Record the time when the sample was collected using the 24h clock. This avoids any confusion over am and pm. A 12h error in timing due to mixing up am/pm can intorduce a 6% error in the CO2 production estimate.
Once frozen samples have been collected from the home they can be decanted into smaller vessels for storage before analysis. There is no need to keep samples frozen during transport as long as they are in sealed vessels. Samples can be kept in the large collection vessels until just prior to analysis if they are made of glass but this is not advised if they are plastic because there is a suggestion that oxygen-18 and deuterium exchange with plastic containers. If storage capacity is limited or if the samples need to be transported by air decanting the samples into smaller vessels also makes sense.

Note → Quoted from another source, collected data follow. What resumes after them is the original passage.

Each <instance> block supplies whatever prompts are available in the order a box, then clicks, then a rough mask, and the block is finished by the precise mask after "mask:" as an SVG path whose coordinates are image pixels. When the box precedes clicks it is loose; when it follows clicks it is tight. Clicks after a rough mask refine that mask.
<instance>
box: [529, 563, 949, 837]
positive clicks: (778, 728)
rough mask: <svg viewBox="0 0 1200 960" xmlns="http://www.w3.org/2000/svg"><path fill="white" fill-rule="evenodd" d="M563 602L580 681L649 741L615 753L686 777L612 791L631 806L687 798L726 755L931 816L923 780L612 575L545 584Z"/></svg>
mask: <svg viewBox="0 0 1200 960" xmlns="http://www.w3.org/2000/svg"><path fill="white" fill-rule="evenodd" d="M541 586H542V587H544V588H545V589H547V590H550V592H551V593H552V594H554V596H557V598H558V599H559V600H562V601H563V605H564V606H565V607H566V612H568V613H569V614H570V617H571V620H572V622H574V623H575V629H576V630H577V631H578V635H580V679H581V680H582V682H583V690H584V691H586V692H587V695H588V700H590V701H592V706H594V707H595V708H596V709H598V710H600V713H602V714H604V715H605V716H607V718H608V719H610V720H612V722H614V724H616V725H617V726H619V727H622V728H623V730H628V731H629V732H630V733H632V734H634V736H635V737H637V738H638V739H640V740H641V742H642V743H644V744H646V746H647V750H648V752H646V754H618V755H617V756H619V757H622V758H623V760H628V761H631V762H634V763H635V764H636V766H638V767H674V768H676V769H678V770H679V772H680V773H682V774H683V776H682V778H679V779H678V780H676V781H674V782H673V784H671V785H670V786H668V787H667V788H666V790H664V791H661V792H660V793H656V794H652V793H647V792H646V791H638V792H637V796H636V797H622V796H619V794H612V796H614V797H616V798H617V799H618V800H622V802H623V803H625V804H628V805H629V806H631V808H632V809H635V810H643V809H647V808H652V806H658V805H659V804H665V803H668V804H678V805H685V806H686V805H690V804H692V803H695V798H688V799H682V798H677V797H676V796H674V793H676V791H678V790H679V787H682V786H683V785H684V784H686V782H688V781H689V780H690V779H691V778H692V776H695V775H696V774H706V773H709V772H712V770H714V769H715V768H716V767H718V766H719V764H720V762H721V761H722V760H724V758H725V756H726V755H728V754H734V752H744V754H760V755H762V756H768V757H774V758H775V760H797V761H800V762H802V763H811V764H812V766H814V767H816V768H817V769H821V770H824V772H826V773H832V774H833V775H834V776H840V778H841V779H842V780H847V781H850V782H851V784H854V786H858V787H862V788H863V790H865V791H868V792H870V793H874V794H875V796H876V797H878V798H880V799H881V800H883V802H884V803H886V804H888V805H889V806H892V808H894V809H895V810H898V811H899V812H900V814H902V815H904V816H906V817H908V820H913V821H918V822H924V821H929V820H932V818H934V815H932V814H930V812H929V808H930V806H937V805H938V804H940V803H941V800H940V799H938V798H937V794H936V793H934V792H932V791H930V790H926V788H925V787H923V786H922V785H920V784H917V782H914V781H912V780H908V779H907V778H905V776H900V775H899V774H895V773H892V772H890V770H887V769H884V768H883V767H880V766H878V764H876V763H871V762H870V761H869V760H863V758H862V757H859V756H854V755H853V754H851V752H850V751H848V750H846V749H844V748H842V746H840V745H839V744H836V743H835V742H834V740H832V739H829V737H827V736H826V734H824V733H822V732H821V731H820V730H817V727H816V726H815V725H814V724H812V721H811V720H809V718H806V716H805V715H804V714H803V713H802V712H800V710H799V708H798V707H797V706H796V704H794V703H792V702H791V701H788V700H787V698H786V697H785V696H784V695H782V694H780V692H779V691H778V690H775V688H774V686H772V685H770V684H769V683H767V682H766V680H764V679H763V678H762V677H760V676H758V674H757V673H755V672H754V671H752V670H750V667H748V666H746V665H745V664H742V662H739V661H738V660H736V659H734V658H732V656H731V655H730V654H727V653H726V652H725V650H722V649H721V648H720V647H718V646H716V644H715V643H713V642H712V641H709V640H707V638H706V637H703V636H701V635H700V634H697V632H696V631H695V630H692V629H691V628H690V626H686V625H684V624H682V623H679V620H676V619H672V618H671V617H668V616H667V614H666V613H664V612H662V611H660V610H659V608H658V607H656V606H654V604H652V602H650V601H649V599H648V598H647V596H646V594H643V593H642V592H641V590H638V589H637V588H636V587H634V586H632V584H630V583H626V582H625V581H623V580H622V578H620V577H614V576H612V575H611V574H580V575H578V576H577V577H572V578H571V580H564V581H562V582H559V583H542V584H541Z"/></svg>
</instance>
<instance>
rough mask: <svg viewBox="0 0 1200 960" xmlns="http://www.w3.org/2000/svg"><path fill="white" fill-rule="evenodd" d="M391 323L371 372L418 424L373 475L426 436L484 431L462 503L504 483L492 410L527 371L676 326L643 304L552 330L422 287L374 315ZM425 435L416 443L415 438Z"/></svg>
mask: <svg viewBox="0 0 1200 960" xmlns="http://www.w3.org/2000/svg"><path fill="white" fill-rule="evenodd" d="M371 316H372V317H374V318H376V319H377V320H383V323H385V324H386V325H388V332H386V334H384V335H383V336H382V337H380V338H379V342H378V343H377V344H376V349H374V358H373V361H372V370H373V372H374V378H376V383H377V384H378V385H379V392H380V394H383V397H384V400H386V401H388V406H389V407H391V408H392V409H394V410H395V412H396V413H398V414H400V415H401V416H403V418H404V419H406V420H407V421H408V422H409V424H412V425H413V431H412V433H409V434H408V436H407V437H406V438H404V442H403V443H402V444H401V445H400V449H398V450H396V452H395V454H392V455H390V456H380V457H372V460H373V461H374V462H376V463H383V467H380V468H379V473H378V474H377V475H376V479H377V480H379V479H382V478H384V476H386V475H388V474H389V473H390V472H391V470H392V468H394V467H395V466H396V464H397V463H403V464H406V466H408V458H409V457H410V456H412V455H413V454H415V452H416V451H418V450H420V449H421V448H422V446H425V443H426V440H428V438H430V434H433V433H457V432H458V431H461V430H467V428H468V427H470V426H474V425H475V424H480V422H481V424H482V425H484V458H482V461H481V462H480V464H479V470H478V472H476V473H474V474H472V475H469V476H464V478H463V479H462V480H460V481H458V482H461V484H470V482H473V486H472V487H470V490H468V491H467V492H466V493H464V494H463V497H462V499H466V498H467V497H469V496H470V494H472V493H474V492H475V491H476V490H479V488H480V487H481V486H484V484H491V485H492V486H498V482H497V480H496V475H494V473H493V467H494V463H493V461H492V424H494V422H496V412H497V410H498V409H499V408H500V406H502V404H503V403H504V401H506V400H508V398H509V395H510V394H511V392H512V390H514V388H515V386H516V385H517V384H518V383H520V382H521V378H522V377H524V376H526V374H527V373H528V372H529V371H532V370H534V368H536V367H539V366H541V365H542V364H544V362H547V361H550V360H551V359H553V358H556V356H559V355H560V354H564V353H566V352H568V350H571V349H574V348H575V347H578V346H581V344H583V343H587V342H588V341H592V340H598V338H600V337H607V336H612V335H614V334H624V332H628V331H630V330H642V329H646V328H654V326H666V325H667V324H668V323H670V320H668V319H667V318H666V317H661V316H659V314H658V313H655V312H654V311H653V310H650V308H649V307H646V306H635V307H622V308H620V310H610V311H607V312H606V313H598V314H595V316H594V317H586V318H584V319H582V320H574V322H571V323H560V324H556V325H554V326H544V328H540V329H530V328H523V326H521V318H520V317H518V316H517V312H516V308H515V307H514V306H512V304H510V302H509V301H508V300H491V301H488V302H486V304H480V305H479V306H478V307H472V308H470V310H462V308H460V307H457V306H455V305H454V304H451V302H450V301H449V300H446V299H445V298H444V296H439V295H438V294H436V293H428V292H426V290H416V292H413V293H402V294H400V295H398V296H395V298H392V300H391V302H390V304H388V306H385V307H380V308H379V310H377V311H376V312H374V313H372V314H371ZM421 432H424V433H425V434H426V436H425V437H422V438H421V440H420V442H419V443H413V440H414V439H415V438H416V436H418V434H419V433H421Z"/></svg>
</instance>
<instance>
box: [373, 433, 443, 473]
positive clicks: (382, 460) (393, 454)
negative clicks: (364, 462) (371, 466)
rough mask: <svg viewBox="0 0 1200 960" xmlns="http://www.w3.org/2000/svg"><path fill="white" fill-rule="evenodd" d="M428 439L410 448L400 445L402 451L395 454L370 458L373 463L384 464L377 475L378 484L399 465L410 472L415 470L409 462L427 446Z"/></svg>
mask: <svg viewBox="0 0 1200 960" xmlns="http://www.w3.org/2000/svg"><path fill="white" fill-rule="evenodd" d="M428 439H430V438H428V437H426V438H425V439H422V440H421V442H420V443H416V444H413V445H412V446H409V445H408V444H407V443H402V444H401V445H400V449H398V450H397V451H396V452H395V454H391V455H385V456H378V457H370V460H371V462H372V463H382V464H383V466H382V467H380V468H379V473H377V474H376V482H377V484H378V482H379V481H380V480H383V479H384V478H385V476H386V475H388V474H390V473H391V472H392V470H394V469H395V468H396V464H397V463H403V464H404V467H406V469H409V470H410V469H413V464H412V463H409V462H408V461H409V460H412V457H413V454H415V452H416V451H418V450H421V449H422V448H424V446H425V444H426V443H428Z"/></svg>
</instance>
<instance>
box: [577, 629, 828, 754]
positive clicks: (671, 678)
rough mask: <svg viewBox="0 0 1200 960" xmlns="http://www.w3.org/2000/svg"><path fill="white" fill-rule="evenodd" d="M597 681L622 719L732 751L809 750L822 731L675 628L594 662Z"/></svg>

To decant the samples allow the sample to fully thaw. Invert the bottle a few times to make sure the sample is fully mixed. Remove the cap from the bottle. Remember that urine is a biological fluid. Take reasonable precautions to avoid infection. Wear plastic gloves, overalls and a mask when performing the decants. Use a plastic disposable syringe and transfer sample from the large bottle into replicate small sample tubes. The tubes should be glass and sealed with a rubber seal with the sample details written on them in advance. The minimum information required is the sample identity and the subject ID. Cross check the labelling on the large collection vessel with the labelling on the small samples before you do the decant. Ideally get a second person to cross check and verify this. The small storage samples should be between 2 and 5 mls. Do not fill the bottles completely as they will break when refrozen. Cap the small sample bottles place them into a plastic bag and then refreeze them pending analysis. NEVER reuse the disposable syringe to decant multiple samples. If it is not being used for other analyses the remaining sample can be disposed of down a toilet. Wash out the bottles and sterilise them before reuse. Bottles should be completely dry before being reused.